This report examines the economy of Burma at a crucial moment in Southeast Asia's most troubled country.  A low-intensity conflict based on ethnic and religious differences has simmered since independence in 1948.  The country's military rulers have been waging an existential struggle with a democratic movement led by Nobel laureate Aung San Suu Kyi since they repudiated her party's election victory in 1990.  Before the end of 2010, an election will be held that is more about transferring power to a new generation of military officers than making a transition to civilian rule.  To focus attention on the economic dimension of peacebuilding in Burma, this report draws on the discussion at a day-long workshop sponsored by USIP's Center for Sustainable Economies.  The workshop brought together experts on key aspects of Burma's economy and employees from congress and U.S. government departments and agencies directly concerned with U.S. relations with Burma.  The workshop sessions focused on macroeconomic policy, the extractive sectors, agriculture, the private sector, trade and investment, and the narcotics economy.  Professor Joseph Stiglitz led the concluding session on a more productive agrarian economy.

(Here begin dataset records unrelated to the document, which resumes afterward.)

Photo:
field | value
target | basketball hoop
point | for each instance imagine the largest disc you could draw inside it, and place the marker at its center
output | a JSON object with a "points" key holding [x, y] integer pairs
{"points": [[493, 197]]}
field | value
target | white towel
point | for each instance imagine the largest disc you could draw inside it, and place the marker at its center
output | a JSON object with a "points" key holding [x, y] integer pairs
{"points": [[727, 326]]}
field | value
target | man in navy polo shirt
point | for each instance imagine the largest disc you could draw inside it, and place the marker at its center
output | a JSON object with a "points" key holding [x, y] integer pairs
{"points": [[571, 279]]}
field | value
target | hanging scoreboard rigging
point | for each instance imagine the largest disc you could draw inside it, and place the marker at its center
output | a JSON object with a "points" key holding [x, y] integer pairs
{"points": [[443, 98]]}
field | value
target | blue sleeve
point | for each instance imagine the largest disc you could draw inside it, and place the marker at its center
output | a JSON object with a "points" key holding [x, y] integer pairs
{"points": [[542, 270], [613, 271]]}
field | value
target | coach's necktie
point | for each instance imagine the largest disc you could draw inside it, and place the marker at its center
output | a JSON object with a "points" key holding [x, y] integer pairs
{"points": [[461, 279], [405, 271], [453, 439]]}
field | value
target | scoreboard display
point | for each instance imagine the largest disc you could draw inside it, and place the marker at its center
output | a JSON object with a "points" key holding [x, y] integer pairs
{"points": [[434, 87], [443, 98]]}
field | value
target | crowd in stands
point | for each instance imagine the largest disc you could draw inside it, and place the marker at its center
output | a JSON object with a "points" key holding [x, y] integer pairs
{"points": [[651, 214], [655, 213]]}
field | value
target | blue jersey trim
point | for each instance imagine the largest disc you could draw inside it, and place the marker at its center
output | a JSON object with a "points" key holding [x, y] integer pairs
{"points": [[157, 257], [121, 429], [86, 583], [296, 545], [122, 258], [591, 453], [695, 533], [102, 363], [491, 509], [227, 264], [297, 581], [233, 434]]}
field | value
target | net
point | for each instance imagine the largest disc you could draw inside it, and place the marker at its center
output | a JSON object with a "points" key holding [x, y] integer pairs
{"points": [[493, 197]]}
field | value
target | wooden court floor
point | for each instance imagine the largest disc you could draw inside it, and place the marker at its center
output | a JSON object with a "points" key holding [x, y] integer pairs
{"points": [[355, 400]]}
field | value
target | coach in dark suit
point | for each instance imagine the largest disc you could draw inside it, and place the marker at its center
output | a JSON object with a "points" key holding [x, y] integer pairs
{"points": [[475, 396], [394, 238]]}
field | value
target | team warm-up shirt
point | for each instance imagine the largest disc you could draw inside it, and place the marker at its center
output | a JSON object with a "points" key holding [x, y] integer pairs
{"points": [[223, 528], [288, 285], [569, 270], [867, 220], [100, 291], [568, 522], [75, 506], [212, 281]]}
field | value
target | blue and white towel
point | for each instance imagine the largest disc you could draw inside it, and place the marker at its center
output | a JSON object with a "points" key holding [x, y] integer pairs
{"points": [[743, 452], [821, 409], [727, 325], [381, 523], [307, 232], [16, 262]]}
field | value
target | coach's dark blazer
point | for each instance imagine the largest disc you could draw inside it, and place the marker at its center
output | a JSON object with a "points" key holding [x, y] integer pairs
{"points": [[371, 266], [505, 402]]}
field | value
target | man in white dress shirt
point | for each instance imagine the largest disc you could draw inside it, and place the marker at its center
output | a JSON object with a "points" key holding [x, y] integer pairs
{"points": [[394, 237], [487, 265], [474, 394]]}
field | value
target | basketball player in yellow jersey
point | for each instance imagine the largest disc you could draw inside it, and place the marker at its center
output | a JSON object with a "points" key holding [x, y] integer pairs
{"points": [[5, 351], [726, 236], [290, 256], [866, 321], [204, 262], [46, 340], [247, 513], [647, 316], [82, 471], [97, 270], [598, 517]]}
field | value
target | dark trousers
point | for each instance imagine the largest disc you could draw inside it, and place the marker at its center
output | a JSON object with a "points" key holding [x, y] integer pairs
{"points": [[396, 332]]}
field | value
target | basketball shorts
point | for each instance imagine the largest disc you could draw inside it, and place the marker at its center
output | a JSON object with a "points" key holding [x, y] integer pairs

Lex Rieffel is a nonresidnt senior fellow at the Brookings Institution.  He has thirty years of experience working with the U.S. Agency for International Development, the U.S. Treasury Department, and the global financial industry.  His recent research has focused on Southeast Asia, especially civil-military relations in Indonesia and Burma.  The author is grateful for comments from Raymond Gilpin, Steven Heydemann, Eugene Martin, John Park, David Steinberg, and Daniel Serwer.